Penelitian baru dari Gartner mengungkapkan bahwa meskipun 87% karyawan memiliki akses ke penawaran kesejahteraan mental dan emosional, hanya 23% karyawan yang menggunakannya. Penulis menyarankan tiga strategi untuk meningkatkan partisipasi karyawan dalam program ini dan memaksimalkan investasi mereka dalam kesejahteraan karyawan: 1) Meningkatkan pemahaman karyawan tentang kebutuhan dan penawaran kesejahteraan, 2) Mengurangi stigma dan sikap apatis kesejahteraan, dan 3) Mengurangi waktu dan usaha yang dibutuhkan untuk berpartisipasi dalam program kesejahteraan. Pandemi COVID-19 memiliki implikasi yang luas dan tahan lama bagi individu di semua aspek kehidupan – kesehatan, keluarga, pekerjaan, dan banyak lagi. Mengingat dampak pandemi terhadap karyawan, banyak organisasi terdorong untuk memeriksa dukungan yang mereka berikan kepada mereka. Menurut Survei Pembandingan Kesejahteraan Gartner 2020, lebih dari tiga perempat dari 77 organisasi AS yang disurvei melaporkan bahwa mendukung kesejahteraan karyawan semakin penting pada tahun 2020. Faktanya, terlepas dari kenyataan bahwa sebagian besar organisasi menerapkan langkah-langkah penghematan biaya tahun lalu, survei yang sama mengungkapkan bahwa 46% organisasi meningkatkan anggaran kesejahteraan 2020 mereka dibandingkan dengan 2019, sementara 64% organisasi memperkenalkan penawaran kesejahteraan baru pada 2020. Meskipun ada peningkatan investasi dalam program kesejahteraan, banyak karyawan yang memperoleh manfaat tidak berpartisipasi di dalamnya. Survei Benchmarking EVP Gartner 2021 mengungkapkan bahwa meskipun 87% karyawan memiliki akses ke penawaran kesejahteraan mental dan emosional, hanya 23% karyawan yang menggunakannya. Pola ini juga berlaku untuk program kesejahteraan fisik dan finansial. Gartner telah mengidentifikasi tiga strategi yang dapat diterapkan organisasi untuk memaksimalkan investasi yang dilakukan dalam kesejahteraan karyawan dengan meningkatkan partisipasi karyawan dalam program yang ditawarkan:

  • Meningkatkan pemahaman karyawan tentang kebutuhan dan penawaran kesejahteraan.

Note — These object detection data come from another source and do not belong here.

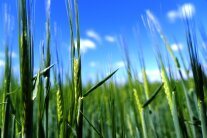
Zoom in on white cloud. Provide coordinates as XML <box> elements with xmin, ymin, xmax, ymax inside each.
<box><xmin>171</xmin><ymin>43</ymin><xmax>183</xmax><ymax>52</ymax></box>
<box><xmin>115</xmin><ymin>61</ymin><xmax>125</xmax><ymax>68</ymax></box>
<box><xmin>89</xmin><ymin>61</ymin><xmax>97</xmax><ymax>67</ymax></box>
<box><xmin>167</xmin><ymin>3</ymin><xmax>195</xmax><ymax>22</ymax></box>
<box><xmin>146</xmin><ymin>10</ymin><xmax>162</xmax><ymax>33</ymax></box>
<box><xmin>115</xmin><ymin>75</ymin><xmax>127</xmax><ymax>85</ymax></box>
<box><xmin>0</xmin><ymin>51</ymin><xmax>17</xmax><ymax>58</ymax></box>
<box><xmin>0</xmin><ymin>60</ymin><xmax>5</xmax><ymax>67</ymax></box>
<box><xmin>80</xmin><ymin>38</ymin><xmax>96</xmax><ymax>53</ymax></box>
<box><xmin>105</xmin><ymin>35</ymin><xmax>116</xmax><ymax>43</ymax></box>
<box><xmin>86</xmin><ymin>30</ymin><xmax>101</xmax><ymax>42</ymax></box>
<box><xmin>139</xmin><ymin>69</ymin><xmax>161</xmax><ymax>82</ymax></box>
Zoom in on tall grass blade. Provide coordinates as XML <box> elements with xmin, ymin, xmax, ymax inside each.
<box><xmin>142</xmin><ymin>83</ymin><xmax>164</xmax><ymax>108</ymax></box>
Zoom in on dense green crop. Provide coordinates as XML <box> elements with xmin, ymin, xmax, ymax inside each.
<box><xmin>0</xmin><ymin>0</ymin><xmax>207</xmax><ymax>138</ymax></box>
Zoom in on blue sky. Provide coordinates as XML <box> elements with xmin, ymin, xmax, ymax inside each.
<box><xmin>0</xmin><ymin>0</ymin><xmax>207</xmax><ymax>82</ymax></box>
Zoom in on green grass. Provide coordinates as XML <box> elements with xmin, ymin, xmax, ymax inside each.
<box><xmin>0</xmin><ymin>0</ymin><xmax>207</xmax><ymax>138</ymax></box>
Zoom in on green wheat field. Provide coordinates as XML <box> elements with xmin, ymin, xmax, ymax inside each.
<box><xmin>0</xmin><ymin>0</ymin><xmax>207</xmax><ymax>138</ymax></box>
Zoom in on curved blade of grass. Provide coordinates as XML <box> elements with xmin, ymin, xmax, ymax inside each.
<box><xmin>142</xmin><ymin>83</ymin><xmax>164</xmax><ymax>108</ymax></box>
<box><xmin>32</xmin><ymin>72</ymin><xmax>40</xmax><ymax>100</ymax></box>
<box><xmin>172</xmin><ymin>90</ymin><xmax>182</xmax><ymax>138</ymax></box>
<box><xmin>82</xmin><ymin>69</ymin><xmax>119</xmax><ymax>98</ymax></box>
<box><xmin>79</xmin><ymin>111</ymin><xmax>103</xmax><ymax>138</ymax></box>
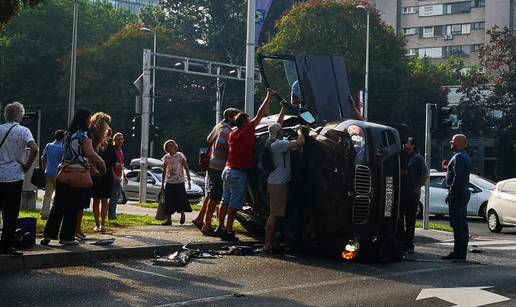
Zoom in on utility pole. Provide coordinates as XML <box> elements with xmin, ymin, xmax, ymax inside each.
<box><xmin>68</xmin><ymin>0</ymin><xmax>79</xmax><ymax>123</ymax></box>
<box><xmin>244</xmin><ymin>0</ymin><xmax>256</xmax><ymax>117</ymax></box>
<box><xmin>423</xmin><ymin>103</ymin><xmax>435</xmax><ymax>230</ymax></box>
<box><xmin>139</xmin><ymin>49</ymin><xmax>152</xmax><ymax>203</ymax></box>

  • Mengurangi stigma dan sikap apatis tentang kesejahteraan.
  • Mengurangi waktu dan tenaga yang dibutuhkan untuk berpartisipasi dalam program kesejahteraan.
  • Berhasil dalam upaya ini baik untuk karyawan dan bisnis: 48% karyawan yang memanfaatkan program kesejahteraan melaporkan sangat terlibat, dibandingkan dengan 30% karyawan yang tidak. Selanjutnya, di organisasi yang menyediakan program kesejahteraan holistik, kesehatan fisik, keuangan, dan mental karyawan meningkat, rata-rata, sebesar 7 poin persen.

    1. Meningkatkan pemahaman karyawan tentang kebutuhan dan penawaran kesejahteraan.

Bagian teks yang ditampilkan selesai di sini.